Bugün TV’de yayınlanan Erkam Tufan’la Analiz programına katılan Cumhuriyet gazetesi yazarı Aydın Engin yurtdışındaki Türk okulları ile ilgili önemli açıklamalarda bulundu.

“Beni en çok etkileyen Uganda’daki okullar oldu” diyen Aydın, şunları söyledi: “ Hizmet Hareketinin müfettişlerinden uzak oradaki öğretmenlerle uzunca konuşma, gözleme imkânım oldu. Devlet el mi koyacak, devletleştirecek mi? Ajansa mı bağlayacak, neresinden bakarsanız bakın devlet memurları yerleştirilecek demektir. O iş yürümez. Çünkü bu okulların kuruluş nedeni, misyonu ne olursa olsun orada çalışanların ne kadar misyoner ruhuyla yani Türkiye’nin herhangi bir yerinde elde edebilecekleri maaşları, hatta çok daha az maaşlarla, tam bir izolasyon içerisinde, sahiden fedakarca çalıştıklarının ben dolaysız tanığıyım. O yoksulluk ülkesinde kaliteli eğitimin ne olabileceği konusunda şaşırtıcı gözlemlerim oldu. Örneğin fizik ve kimya laboratuvarlarında her çocuğun önünde bir labtop vardı.”

Uganda’da yaşadığı bir olayı anlatan Aydın, sözlerini şöyle sürdürdü: “Orada Türk Uganda İşadamları Derneği de var. Derneğin bir yemeği oldu. O yemekte denk geldi oranın Ahlak Bakanı karşımda oturdu. Kendisi ile sohbet ettik. Artık yaşımdan mı bilemem beni Hizmet Hareketi’ni önde gelenlerinden biri olduğumu sandı. Fısıltı tonunda sizden bir ricam var dedi. Lisede kontenjan dolmuş, yeğeni için omuz verseniz de okula kaydettirelim dedi.
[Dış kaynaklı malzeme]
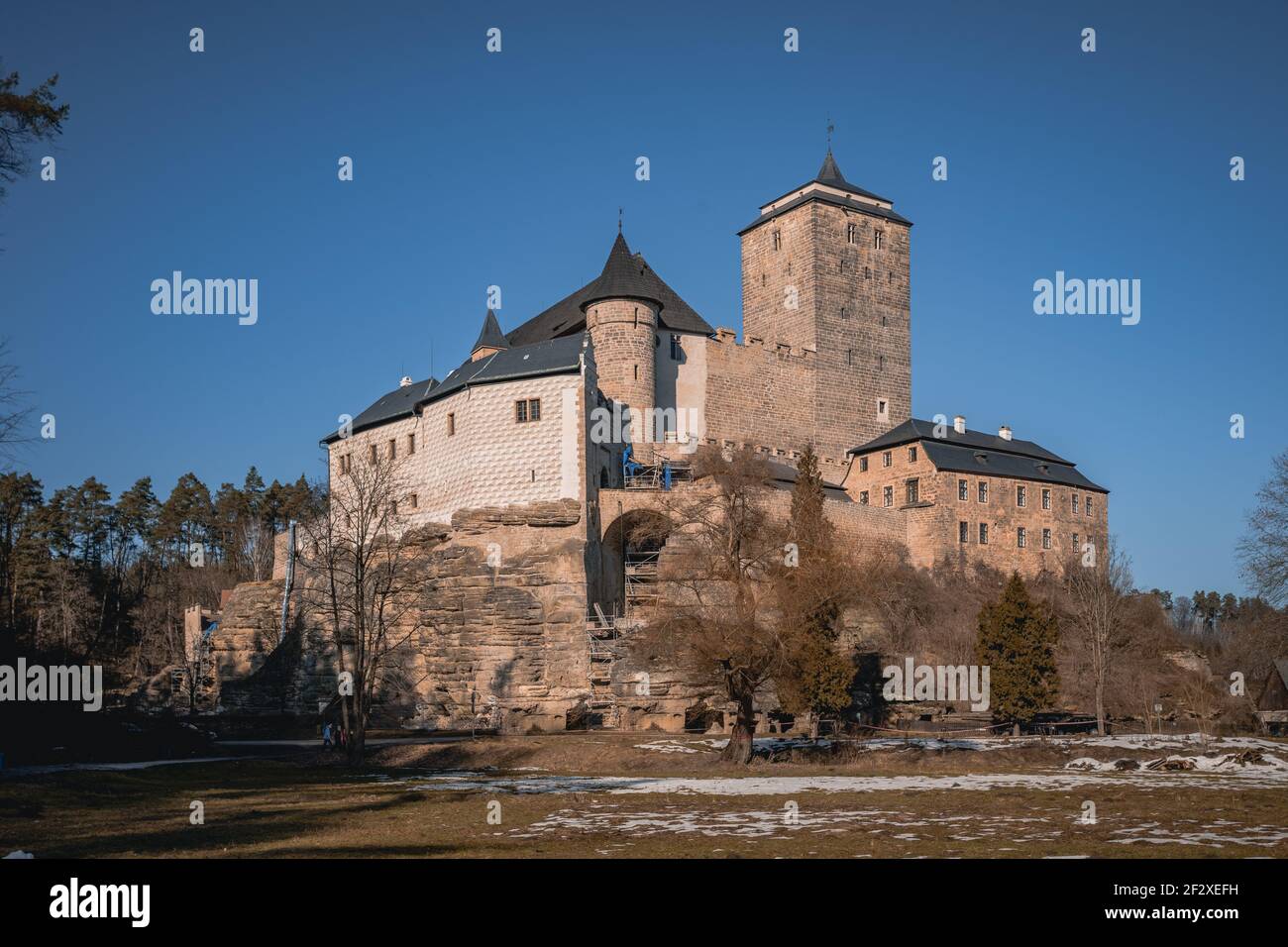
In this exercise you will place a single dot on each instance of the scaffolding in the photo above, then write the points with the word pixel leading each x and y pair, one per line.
pixel 640 569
Ülkenin bakanının o kadar kaliteli Hristiyan misyoner okulu varken Hizmet Hareketinin okuluna yeğenini sokmak için torpil araması bence iyi bir göstergedir. Oradaki öğretmenler bir şeye alet mi oluyorlar ben onu tartışmıyorum. Oradaki öğretmenler alkışlanacak özveri ile fedakarlıkla, komünist partilerin çelik çekirdeği disiplini ile değil gönüllü olarak ve şikayet etmeden görevlerini iyi yerine getirmeye çalışan gencecik arkadaşlardı.”